The dilemma of suburban deer management is not unique to the St. Louis region. Metropolitan areas across the country face similar issues related to the growth of white-tailed deer populations. As suburban communities continue to develop and expand, the natural predators of deer have become nonexistent, making the vehicle the primary “predator” for deer control. Des Peres is no exception to this pattern. Like many cities in west St. Louis County, Des Peres offers a suitable habitat for deer to survive. Urban woodland areas such as Phantom Forest, Bittersweet Woods and Sugar Creek Park provide ideal foraging opportunities for displaced deer. These circumstances have created some negative impacts and safety concerns for Des Peres residents, including deer-vehicle collisions, landscape damage and degraded habitat quality.

The City launched its first campaign to address the growing deer population in 2016 by conducting a census to determine whether or not a problem existed. This was accomplished by using a methodology called distance sampling, a survey technique utilizing software and high-powered spotlights to estimate population density. The same approach was used in our most recent 2020 Survey, which wrapped up in mid-February. As expected both studies revealed significant deer populations west of I-270, specifically in areas with concentrated woodlands and large tracts of land. Our findings show that approximately 113 deer inhabit the area west of I-270, representing a density rate of 51 deer per square mile. No deer were spotted east of I-270 even though it accounts for 49% of the land in Des Peres. The study advises that residents east of the highway may still experience conflicts with deer, but the area would be considered to have low deer densities.

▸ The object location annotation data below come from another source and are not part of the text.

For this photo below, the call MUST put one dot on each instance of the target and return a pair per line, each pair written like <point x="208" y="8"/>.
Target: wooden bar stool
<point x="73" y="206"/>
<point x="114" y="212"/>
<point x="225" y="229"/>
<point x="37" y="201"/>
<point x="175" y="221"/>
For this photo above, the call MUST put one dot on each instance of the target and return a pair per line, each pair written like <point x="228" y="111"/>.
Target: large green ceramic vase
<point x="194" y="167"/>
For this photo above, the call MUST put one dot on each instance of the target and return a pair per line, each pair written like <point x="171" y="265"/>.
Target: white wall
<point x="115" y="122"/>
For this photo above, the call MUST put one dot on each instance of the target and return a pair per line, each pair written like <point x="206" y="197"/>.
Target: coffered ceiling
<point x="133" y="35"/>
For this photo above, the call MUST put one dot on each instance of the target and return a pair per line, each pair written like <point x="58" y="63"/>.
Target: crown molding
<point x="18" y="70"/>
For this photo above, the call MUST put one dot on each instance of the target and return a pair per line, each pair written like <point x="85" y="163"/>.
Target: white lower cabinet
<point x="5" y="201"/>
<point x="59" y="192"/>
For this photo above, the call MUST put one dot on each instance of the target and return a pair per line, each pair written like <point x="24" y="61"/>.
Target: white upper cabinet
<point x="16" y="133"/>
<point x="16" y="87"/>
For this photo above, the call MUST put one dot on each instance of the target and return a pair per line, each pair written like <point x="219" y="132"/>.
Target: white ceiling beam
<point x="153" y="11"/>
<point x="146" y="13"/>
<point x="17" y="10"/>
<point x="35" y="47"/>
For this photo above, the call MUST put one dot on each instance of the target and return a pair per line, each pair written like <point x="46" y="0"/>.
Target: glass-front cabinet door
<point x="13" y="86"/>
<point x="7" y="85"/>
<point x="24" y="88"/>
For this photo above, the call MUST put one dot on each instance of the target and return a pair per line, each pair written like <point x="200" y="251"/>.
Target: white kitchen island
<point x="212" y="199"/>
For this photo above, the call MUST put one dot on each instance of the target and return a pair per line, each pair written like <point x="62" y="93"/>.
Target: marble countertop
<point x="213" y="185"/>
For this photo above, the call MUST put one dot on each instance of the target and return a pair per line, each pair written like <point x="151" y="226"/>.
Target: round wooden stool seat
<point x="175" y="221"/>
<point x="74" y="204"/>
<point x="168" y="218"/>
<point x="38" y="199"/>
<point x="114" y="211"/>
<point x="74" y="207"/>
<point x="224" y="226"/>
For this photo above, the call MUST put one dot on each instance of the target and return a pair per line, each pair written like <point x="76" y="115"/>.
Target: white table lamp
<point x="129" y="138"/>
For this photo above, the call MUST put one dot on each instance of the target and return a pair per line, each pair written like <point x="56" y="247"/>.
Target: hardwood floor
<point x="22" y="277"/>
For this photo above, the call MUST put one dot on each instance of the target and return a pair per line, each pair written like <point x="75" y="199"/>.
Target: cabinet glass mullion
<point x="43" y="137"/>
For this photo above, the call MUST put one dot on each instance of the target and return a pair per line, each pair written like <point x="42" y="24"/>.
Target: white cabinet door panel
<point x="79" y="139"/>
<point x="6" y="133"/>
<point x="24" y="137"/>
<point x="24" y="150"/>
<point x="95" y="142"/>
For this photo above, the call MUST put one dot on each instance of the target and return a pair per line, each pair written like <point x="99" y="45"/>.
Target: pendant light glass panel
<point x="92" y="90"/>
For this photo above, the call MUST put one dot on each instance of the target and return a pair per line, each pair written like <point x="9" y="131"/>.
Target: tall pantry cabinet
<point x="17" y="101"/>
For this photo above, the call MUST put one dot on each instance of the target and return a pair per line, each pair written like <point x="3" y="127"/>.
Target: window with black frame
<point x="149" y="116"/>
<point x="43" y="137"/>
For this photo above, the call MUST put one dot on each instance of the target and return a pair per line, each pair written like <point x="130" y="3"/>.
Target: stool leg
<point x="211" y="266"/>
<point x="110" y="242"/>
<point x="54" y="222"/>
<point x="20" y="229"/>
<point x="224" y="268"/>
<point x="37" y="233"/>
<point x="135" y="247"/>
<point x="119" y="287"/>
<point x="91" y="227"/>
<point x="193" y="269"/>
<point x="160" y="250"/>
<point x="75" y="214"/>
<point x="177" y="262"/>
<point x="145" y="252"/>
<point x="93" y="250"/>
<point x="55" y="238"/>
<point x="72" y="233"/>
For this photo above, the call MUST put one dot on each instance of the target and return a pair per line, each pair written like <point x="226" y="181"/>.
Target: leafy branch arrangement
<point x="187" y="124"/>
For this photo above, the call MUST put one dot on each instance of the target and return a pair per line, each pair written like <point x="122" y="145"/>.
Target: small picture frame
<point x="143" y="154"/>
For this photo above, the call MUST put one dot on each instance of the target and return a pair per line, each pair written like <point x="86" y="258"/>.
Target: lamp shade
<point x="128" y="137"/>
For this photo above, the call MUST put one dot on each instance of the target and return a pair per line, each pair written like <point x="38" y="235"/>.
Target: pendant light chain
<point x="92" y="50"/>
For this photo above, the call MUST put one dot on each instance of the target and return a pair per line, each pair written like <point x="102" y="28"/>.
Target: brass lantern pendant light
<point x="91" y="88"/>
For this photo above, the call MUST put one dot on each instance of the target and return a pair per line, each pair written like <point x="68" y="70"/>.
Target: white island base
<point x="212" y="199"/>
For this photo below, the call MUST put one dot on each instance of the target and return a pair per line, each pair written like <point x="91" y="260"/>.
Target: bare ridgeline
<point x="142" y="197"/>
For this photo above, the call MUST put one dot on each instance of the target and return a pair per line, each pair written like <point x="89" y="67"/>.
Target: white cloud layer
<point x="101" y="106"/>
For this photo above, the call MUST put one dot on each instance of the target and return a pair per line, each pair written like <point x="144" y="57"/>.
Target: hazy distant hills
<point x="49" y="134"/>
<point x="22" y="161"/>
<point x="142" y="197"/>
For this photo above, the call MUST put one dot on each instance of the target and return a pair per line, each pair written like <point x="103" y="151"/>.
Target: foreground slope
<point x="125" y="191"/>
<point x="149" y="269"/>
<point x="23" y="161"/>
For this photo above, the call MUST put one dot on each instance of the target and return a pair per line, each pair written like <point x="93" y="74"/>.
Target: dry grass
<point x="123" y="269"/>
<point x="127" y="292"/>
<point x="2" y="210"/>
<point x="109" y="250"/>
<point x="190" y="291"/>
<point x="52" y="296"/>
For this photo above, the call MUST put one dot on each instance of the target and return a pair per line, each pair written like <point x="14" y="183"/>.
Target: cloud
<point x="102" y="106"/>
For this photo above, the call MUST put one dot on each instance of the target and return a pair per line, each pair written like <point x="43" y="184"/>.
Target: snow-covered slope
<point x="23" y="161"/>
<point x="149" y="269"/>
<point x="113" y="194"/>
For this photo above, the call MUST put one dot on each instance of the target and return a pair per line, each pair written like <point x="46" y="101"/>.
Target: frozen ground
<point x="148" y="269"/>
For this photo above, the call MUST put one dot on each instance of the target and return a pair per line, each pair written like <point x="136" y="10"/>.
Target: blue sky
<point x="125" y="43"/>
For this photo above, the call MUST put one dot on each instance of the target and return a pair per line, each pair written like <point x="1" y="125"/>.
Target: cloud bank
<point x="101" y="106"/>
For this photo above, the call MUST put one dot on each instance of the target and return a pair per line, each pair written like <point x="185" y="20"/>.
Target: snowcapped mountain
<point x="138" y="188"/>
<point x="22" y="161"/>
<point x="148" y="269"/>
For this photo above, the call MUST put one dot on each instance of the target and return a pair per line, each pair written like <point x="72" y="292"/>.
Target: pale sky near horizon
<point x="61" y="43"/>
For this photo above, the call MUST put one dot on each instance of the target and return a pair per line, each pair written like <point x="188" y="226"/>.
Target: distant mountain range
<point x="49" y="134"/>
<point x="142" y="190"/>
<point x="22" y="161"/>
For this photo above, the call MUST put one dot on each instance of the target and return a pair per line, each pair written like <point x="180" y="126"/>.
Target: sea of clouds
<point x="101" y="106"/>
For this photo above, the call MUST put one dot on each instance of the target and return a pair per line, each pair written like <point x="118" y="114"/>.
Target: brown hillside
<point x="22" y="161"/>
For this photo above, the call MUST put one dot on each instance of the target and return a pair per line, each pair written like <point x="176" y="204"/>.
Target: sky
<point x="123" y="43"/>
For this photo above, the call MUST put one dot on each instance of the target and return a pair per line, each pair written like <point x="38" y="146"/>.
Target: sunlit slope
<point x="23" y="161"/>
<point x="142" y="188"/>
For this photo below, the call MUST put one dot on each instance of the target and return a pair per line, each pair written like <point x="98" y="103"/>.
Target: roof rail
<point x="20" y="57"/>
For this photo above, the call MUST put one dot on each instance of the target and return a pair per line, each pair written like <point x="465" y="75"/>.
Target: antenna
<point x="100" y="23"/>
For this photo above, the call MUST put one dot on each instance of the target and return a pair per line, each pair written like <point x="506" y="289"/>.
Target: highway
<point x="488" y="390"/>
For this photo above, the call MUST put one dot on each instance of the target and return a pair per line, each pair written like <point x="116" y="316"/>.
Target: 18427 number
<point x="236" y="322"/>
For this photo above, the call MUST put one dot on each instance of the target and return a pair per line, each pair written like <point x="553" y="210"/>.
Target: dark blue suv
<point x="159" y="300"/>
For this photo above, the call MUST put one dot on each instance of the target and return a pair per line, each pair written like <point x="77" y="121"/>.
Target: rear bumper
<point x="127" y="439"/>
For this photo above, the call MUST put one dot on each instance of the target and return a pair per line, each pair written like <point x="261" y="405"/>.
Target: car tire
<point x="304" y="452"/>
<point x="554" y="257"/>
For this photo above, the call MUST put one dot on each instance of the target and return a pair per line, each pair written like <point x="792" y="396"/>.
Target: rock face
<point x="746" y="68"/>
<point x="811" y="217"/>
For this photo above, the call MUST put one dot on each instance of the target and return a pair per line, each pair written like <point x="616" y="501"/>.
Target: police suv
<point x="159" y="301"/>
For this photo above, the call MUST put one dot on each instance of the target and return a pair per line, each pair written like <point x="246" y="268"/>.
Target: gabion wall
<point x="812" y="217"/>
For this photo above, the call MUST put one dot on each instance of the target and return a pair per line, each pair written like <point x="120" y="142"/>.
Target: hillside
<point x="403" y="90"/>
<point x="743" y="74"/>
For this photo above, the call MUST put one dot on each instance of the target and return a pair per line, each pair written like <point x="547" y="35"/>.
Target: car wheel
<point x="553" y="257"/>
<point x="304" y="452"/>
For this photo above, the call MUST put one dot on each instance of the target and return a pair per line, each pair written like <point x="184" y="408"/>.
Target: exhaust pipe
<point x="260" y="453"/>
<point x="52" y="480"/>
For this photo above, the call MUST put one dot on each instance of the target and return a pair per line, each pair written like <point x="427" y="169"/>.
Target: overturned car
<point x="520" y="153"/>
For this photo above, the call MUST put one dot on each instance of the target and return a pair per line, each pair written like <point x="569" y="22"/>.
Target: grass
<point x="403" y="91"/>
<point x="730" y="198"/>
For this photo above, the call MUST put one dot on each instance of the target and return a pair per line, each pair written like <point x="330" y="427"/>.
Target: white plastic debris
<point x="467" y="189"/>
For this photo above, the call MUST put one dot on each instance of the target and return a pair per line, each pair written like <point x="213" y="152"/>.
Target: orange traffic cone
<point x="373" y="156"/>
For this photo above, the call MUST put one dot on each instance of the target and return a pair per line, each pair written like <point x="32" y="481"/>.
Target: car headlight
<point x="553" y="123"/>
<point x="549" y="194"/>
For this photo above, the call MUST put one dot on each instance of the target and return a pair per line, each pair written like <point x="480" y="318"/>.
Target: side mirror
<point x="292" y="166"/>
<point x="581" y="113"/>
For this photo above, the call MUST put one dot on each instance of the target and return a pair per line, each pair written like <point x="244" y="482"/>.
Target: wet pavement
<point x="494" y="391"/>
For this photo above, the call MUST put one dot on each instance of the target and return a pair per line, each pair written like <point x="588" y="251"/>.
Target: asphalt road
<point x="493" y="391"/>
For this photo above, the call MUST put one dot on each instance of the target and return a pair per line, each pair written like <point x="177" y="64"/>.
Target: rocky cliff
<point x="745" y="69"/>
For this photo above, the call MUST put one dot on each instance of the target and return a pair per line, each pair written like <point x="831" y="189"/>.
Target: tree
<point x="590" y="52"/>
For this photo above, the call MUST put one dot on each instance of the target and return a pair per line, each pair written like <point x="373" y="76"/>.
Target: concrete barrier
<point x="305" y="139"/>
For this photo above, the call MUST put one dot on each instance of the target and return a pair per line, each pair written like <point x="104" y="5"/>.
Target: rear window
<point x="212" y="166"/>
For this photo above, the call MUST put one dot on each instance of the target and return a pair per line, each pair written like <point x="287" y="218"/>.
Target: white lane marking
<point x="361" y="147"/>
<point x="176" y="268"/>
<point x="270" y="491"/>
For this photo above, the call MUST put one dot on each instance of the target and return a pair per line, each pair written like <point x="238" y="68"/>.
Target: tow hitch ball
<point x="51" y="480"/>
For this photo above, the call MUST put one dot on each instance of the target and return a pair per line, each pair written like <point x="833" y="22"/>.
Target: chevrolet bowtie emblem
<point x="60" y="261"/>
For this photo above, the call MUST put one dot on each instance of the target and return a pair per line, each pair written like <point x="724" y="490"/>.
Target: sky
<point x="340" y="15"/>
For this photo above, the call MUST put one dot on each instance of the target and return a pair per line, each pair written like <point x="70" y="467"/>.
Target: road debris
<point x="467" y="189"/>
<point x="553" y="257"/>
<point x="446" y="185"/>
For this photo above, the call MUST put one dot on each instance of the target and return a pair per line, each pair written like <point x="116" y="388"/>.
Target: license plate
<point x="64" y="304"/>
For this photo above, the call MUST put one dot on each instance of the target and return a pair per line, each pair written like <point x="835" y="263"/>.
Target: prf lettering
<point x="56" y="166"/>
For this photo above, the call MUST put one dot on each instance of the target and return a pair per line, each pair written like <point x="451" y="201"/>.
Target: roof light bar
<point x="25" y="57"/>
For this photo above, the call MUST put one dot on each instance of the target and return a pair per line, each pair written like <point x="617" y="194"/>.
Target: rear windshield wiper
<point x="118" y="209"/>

Addressing the topic of overabundant deer will ultimately require adoption of a deer management plan. Choosing a plan can be challenging given the wide variety of attitudes toward deer and deer control measures. The City recognizes that there are both positive and negative impacts of having deer in the community. Many people enjoy observing deer. At the same time, they can do extensive damage to property and create safety hazards for motorists. We also understand that a deer management plan will require an ongoing commitment of both time and resources. In terms of options, trapping and relocation of deer has been found to be ineffective (and is no longer permitted by the Missouri Department of Conservation). Sterilization, using either contraceptives or surgical procedures, has proven to be inefficient and expensive. The most effective method of managing suburban deer herds appears to be by: (1) eliminating current prohibitions on deer hunting within the City limits and allow archery hunting on large tracts of land under controlled conditions or (2) herd reductions using professionally trained sharpshooters under tightly controlled conditions. Des Peres will be examining both options, among others, and the appropriate safeguards.

Our plan going forward is to continue monitoring deer activity around town. Developing a meaningful deer management plan necessitates the collection of current and accurate information on the extent of our deer population. We strongly encourage all residents to complement our efforts by reporting deer-related incidents to the Department of Public Works and/or Public Safety.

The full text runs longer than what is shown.